É muita informação. Todas são discutidas em fóruns lotados de malucos. Verdades absolutas e inquestionáveis logo são desmascaradas. Elas implicam com tudo: devemos tomar cuidado com cerveja acondicionada em latinhas, pois grandes e mortíferas bactérias estão prontas a contaminar quem encostar a boca nas mesmas; uma fábrica já colocou uma película por cima da abertura da lata... Tomei conhecimento, também, que na inocente caixinha do leite, além da data de validade, existem uns misteriosos sinais que dizem quando o leite é perigoso... Aviso de desaparecimento de criancinhas é frequente. Se não o repassarmos para o maior número de pessoas, corremos o risco de sermos torrados no fogo do inferno para sempre...

Para as mulheres também existem dicas incríveis: li num blog que elas não devem deixar caras que saem dos banheiros, em festas, tocá-las de maneira alguma.

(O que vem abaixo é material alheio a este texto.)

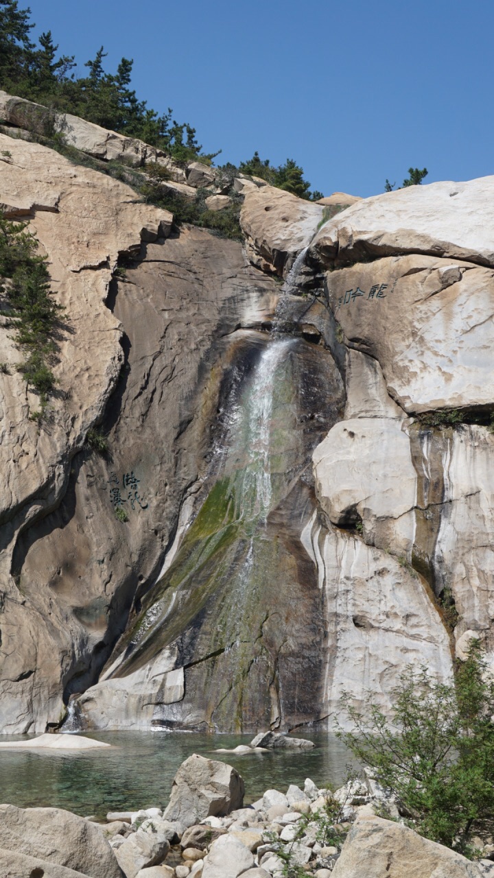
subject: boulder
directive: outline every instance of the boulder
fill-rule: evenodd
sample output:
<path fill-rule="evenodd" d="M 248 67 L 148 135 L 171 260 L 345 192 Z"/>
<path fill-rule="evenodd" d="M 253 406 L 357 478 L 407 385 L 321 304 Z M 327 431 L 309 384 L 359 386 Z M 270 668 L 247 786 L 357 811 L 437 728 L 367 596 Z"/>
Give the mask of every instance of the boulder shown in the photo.
<path fill-rule="evenodd" d="M 187 165 L 185 173 L 187 175 L 187 185 L 194 186 L 195 189 L 212 186 L 216 180 L 216 172 L 214 169 L 203 164 L 202 162 L 191 162 Z"/>
<path fill-rule="evenodd" d="M 273 186 L 249 190 L 240 213 L 247 252 L 254 264 L 287 275 L 295 256 L 311 241 L 323 207 Z"/>
<path fill-rule="evenodd" d="M 171 866 L 149 866 L 141 869 L 136 878 L 175 878 L 175 869 Z"/>
<path fill-rule="evenodd" d="M 254 857 L 249 848 L 238 838 L 223 835 L 204 859 L 202 878 L 237 878 L 253 865 Z"/>
<path fill-rule="evenodd" d="M 489 269 L 431 255 L 384 257 L 331 272 L 328 287 L 343 336 L 378 361 L 405 413 L 491 405 Z"/>
<path fill-rule="evenodd" d="M 263 795 L 263 808 L 265 811 L 268 811 L 271 814 L 271 809 L 276 805 L 285 808 L 287 810 L 288 800 L 287 796 L 284 793 L 280 793 L 277 789 L 266 789 Z"/>
<path fill-rule="evenodd" d="M 256 829 L 231 829 L 229 835 L 245 845 L 253 853 L 258 850 L 259 845 L 263 843 L 263 833 Z"/>
<path fill-rule="evenodd" d="M 127 878 L 135 878 L 141 869 L 162 863 L 169 851 L 166 831 L 141 827 L 115 848 L 115 856 Z"/>
<path fill-rule="evenodd" d="M 208 211 L 222 211 L 225 207 L 229 207 L 232 202 L 228 195 L 209 195 L 205 203 Z"/>
<path fill-rule="evenodd" d="M 226 829 L 213 829 L 204 824 L 200 824 L 199 826 L 190 826 L 180 839 L 180 846 L 182 850 L 186 847 L 197 847 L 200 851 L 204 851 L 212 841 L 215 841 L 226 831 Z"/>
<path fill-rule="evenodd" d="M 334 867 L 333 878 L 479 878 L 476 865 L 402 824 L 358 820 Z"/>
<path fill-rule="evenodd" d="M 193 186 L 185 183 L 175 183 L 172 180 L 161 180 L 160 186 L 168 195 L 176 195 L 185 201 L 195 201 L 197 191 Z"/>
<path fill-rule="evenodd" d="M 4 750 L 95 750 L 109 747 L 110 744 L 95 741 L 83 735 L 39 735 L 28 741 L 0 741 Z"/>
<path fill-rule="evenodd" d="M 300 802 L 307 802 L 309 803 L 310 800 L 300 787 L 295 786 L 294 783 L 291 783 L 287 790 L 287 801 L 289 805 L 294 805 Z"/>
<path fill-rule="evenodd" d="M 164 817 L 185 830 L 205 817 L 242 808 L 243 792 L 243 781 L 235 768 L 194 753 L 175 775 Z"/>
<path fill-rule="evenodd" d="M 386 467 L 375 466 L 376 455 Z M 401 421 L 341 421 L 317 446 L 313 462 L 317 497 L 330 522 L 347 527 L 358 514 L 364 538 L 392 543 L 406 557 L 413 543 L 417 472 Z"/>
<path fill-rule="evenodd" d="M 0 848 L 47 860 L 88 878 L 121 878 L 101 830 L 61 808 L 0 806 Z"/>
<path fill-rule="evenodd" d="M 251 747 L 264 747 L 265 750 L 310 750 L 313 741 L 305 738 L 288 738 L 276 731 L 261 731 L 251 741 Z M 274 803 L 274 802 L 273 802 Z"/>
<path fill-rule="evenodd" d="M 314 783 L 314 781 L 311 781 L 309 777 L 306 777 L 305 779 L 305 782 L 303 785 L 303 791 L 307 795 L 308 799 L 310 799 L 311 802 L 314 802 L 314 800 L 316 799 L 317 796 L 319 795 L 318 788 Z"/>
<path fill-rule="evenodd" d="M 2 878 L 87 878 L 82 872 L 3 848 L 0 848 L 0 874 Z"/>
<path fill-rule="evenodd" d="M 494 264 L 494 176 L 407 186 L 358 201 L 313 246 L 328 265 L 408 253 Z"/>
<path fill-rule="evenodd" d="M 318 198 L 316 205 L 323 205 L 323 207 L 350 207 L 351 205 L 361 201 L 360 195 L 348 195 L 347 192 L 333 192 L 332 195 L 326 195 L 323 198 Z"/>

Que, desde a balada mais brega até a mais chique, é difícil ver homens lavando as mãos, que eles só dão aquela ajeitada no cabelo e “esquecem” de lavá-las. Por isso, elas devem evitar caras que chegam pegando... O castigo para quem não obedecer ao conselho é pegar dezenas de “pintos” por tabela... É um sábio ensinamento...

Fui informado, também, de que eu deveria colocar no lixo a minha amada discoteca em vinil; que era algo pré-histórico, peça de museu. Como quase todo mundo que conheço, obedeci ao conselho e substituí todos os meus vinis por CDs, mp3 e toda a parafernália eletrônica. Até o meu cultuado Chet Baker tocando e cantando My Funny Valentine foi junto... Hoje a internet está dizendo que o vinil está de volta, que “virou cult” escutar música na velha forma, que o som dos velhos vinis é inigualável, e que os maiores artistas do mundo estão lançando suas músicas nos bolachões...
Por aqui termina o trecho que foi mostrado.